How Well Do LLMs Generate Structured Data?

Introduction

What’s the best, most accurate way to generate structured data at volume? Our engineering team decided to find out in a benchmark that pits OpenAI against GPT4All. Which one produced the most accurate results?

Generating structured data

If there’s one thing our applications can’t get enough of, it’s data. Modern Generative AI and Machine Language use cases require large volumes of data to draw accurate conclusions. However, producing this data through traditional means is expensive and time-consuming.

Large Language Models (LLMs) can help in several ways. We can use them to re-format existing data into a machine-usable format (like JSON) that fits our use case. We can even leverage them to generate new data from scratch.

We can break down structured data use cases with LLMs into the following four categories:

Synthetic structured data

Synthetic structured data is data in a machine-parseable format (like JSON) that is structurally and mathematically similar to real-world data. For example, here’s a prompt we might use to an LLM to generate synthetic product orders:

Generate a dataset of fake user orders. Each row of the dataset should be valid. The format should not be a list, it should be a JSON object.

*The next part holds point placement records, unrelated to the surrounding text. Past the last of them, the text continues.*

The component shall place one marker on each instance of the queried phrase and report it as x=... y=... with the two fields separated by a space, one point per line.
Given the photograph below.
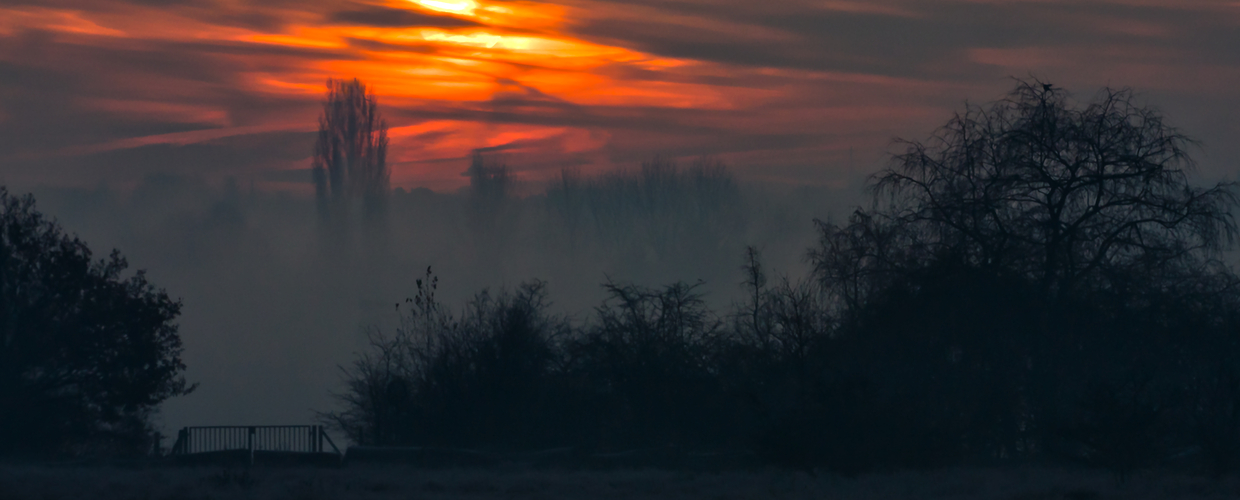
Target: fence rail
x=252 y=438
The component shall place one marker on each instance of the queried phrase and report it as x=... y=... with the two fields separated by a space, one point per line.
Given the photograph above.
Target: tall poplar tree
x=350 y=154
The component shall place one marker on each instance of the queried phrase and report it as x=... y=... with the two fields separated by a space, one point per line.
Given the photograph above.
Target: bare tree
x=350 y=155
x=1059 y=192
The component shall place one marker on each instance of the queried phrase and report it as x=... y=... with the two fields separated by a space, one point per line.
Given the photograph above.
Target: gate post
x=251 y=446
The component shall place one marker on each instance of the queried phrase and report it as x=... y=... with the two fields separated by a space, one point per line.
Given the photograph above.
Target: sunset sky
x=106 y=92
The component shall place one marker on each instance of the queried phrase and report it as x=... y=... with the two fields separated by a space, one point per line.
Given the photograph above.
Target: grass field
x=205 y=483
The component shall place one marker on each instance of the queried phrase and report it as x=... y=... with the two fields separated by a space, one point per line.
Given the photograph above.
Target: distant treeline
x=1038 y=282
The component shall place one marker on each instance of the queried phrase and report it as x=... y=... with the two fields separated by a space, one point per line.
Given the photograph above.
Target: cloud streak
x=778 y=87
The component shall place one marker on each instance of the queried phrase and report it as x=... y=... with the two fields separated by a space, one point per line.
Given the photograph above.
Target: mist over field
x=274 y=300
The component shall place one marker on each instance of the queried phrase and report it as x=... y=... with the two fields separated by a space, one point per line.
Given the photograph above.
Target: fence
x=252 y=438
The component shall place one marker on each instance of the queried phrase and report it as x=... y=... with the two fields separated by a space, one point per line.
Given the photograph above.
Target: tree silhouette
x=1064 y=195
x=1029 y=262
x=88 y=354
x=350 y=154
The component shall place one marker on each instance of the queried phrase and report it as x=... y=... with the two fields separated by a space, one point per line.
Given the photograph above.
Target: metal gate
x=252 y=438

An example of output may look like this:

{
  "user_orders": [
    {
      "user_id": 1,
      "user_name": "John Mcdonald",
      "num_orders": 6
    }
  ]
}

As I’ve written before, generating synthetic structured data is a great use case for Generative AI. Studies have shown that using synthetic data in analysis can be just as good, if not better, than using real-world data. It’s definitely a lot cheaper to produce!

Data filtering

Take existing JSON data and return only data that matches specific criteria. Example:

Given a JSON list of 'employees', filter out only those who work in the 'Engineering' department. The output should be a JSON object with a list of 'filteredEmployees' with their 'name', 'department', and 'salary'.

Data conversion

Convert unstructured text to structured JSON data. Example:

Transform the following text into a JSON object: 'Great Expectations, a novel by Charles Dickens, was published in 1861. It's a remarkable piece of literature. Rating: 4.5'. The JSON should include 'bookTitle', 'author', 'publicationYear', 'comment', and 'rating'.

Data interpretation

Take existing JSON data and return records that match a set of complicated input criteria. Example:

Analyze the given JSON 'salesData' to identify the top 3 best-selling products. The output should be a JSON object with a list of 'topProducts' with 'product' and 'unitsSold'.

Our methodology

We wanted to see how well two popular LLMs generated structured data according to each prompt. So we created a benchmark comparing the following three models:

• OpenAI gpt-3.5-turbo
• GPT4All mistral-7b-instruct-v0.1.Q4_0
• GPT4All falcon-q4_0

We chose these models based on reputation as well as pricing. While OpenAI is the market leader, API pricing factors may cap how often and at what scale you can leverage it. GPT4All is free to use, as it runs locally on your own hardware and doesn’t impose any usage-based charges.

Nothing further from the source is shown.